The bookalog format itself also has proven an effective tool for reaching this target. As Jordan explains: "One of [our] challenges is that you can't target people with diabetes, you can't target people with arthritis ... there just aren't that many lists. The beauty of this product is that we are selling the collection and giving people the opportunity to select the information they need. The format allows us to prospect in a broader environment ... in the larger, consumer, 50-plus arena.

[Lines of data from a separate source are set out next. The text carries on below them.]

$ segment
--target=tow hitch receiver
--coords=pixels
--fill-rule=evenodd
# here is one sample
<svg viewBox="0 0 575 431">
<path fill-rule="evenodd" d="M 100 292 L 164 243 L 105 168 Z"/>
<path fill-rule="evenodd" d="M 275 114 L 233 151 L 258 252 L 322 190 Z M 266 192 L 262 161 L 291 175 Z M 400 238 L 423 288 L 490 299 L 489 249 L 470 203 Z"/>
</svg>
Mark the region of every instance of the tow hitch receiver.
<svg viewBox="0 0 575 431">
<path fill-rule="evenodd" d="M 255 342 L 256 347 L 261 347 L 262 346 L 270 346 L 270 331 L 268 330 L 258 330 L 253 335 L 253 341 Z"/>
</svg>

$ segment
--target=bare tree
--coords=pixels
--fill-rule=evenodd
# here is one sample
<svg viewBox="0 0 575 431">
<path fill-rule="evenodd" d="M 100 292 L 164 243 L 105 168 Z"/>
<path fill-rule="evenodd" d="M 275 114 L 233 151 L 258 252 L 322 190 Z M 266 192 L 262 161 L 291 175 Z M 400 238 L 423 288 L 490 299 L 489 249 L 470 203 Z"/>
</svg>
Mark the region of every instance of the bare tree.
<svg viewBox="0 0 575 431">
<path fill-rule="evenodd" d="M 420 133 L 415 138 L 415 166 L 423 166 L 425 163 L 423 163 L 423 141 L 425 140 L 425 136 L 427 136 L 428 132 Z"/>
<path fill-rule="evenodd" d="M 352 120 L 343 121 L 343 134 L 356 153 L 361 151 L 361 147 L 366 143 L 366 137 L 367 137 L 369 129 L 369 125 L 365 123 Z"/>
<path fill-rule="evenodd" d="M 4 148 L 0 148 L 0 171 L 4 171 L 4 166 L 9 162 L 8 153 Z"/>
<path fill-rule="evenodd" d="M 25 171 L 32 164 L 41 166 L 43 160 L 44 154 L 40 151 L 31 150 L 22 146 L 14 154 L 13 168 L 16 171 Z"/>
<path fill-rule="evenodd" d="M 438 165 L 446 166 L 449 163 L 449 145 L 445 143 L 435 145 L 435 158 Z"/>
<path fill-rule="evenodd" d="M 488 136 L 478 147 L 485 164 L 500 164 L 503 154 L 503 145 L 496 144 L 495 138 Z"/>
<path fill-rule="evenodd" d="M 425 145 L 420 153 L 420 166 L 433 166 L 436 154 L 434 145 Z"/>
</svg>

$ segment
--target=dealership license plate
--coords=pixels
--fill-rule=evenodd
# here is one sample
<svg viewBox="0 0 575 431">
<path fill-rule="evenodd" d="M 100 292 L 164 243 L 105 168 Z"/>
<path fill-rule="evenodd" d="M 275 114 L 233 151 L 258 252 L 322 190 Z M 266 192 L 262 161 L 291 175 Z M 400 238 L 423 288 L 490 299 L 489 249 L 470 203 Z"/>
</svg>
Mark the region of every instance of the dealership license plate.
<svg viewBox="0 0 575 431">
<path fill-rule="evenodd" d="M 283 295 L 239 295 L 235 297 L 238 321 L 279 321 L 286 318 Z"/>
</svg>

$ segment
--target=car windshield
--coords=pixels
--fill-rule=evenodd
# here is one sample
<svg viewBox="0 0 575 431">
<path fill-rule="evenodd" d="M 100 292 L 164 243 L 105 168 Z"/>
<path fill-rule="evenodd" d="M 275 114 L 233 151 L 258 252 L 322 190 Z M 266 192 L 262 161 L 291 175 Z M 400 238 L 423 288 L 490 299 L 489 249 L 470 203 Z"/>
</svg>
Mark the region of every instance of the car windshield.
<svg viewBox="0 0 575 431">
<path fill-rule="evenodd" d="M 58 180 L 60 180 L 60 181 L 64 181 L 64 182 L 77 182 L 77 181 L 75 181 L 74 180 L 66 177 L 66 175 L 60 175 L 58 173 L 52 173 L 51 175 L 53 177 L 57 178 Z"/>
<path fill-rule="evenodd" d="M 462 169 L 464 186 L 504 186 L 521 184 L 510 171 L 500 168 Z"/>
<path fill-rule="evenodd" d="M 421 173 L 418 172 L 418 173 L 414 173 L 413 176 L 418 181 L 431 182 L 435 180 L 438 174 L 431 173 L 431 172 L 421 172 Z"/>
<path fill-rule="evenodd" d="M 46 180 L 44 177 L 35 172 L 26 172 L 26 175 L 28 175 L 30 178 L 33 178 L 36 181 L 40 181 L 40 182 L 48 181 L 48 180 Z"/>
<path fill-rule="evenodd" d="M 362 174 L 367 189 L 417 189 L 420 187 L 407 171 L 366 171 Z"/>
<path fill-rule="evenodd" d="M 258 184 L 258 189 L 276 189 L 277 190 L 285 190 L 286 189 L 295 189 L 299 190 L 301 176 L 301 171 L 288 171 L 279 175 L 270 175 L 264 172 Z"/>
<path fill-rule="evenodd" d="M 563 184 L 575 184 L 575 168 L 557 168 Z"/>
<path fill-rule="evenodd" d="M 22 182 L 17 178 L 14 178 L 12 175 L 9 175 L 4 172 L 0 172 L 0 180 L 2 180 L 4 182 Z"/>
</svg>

Beyond other health newsletters, we can promote to lists that meet the general demographic profile."
This desire to reach out to the broadest possible audience also played into the decision to use the topic of Statin drugs on the cover because not only is it the newest title, but it also has a very broad appeal, asserts Harrison. "Since Statin drugs are so widely taken and so widely discussed ... it is as close to a universal health concern as we could get with this audience."
A Healthy Prognosis
While a few detailssuch as the cover treatment and page counthave changed, and the content is updated yearly to reflect the new editions of each whitepaper, this bookalog has proven its mettle, testing against other bookalogs, a larger magalog format and traditional envelope packages ... and coming out a winner each time.
Looking forward, Jordan sees a number of areas within the bookalog format that he plans to continue testing, such as product positioning; the introduction of additional promotional elements; use of the front, bound-in flap; and cover treatments, which prior testing has shown to be an ongoing
requirement to maintain the format.
"One of the things you see as you look at the piece is [all] the possible testing opportunities that exist within the format," he muses. "There's a lot of that hidden level of question and opportunity in this format, and the more we work with it, the more we'll learn about how to optimize it."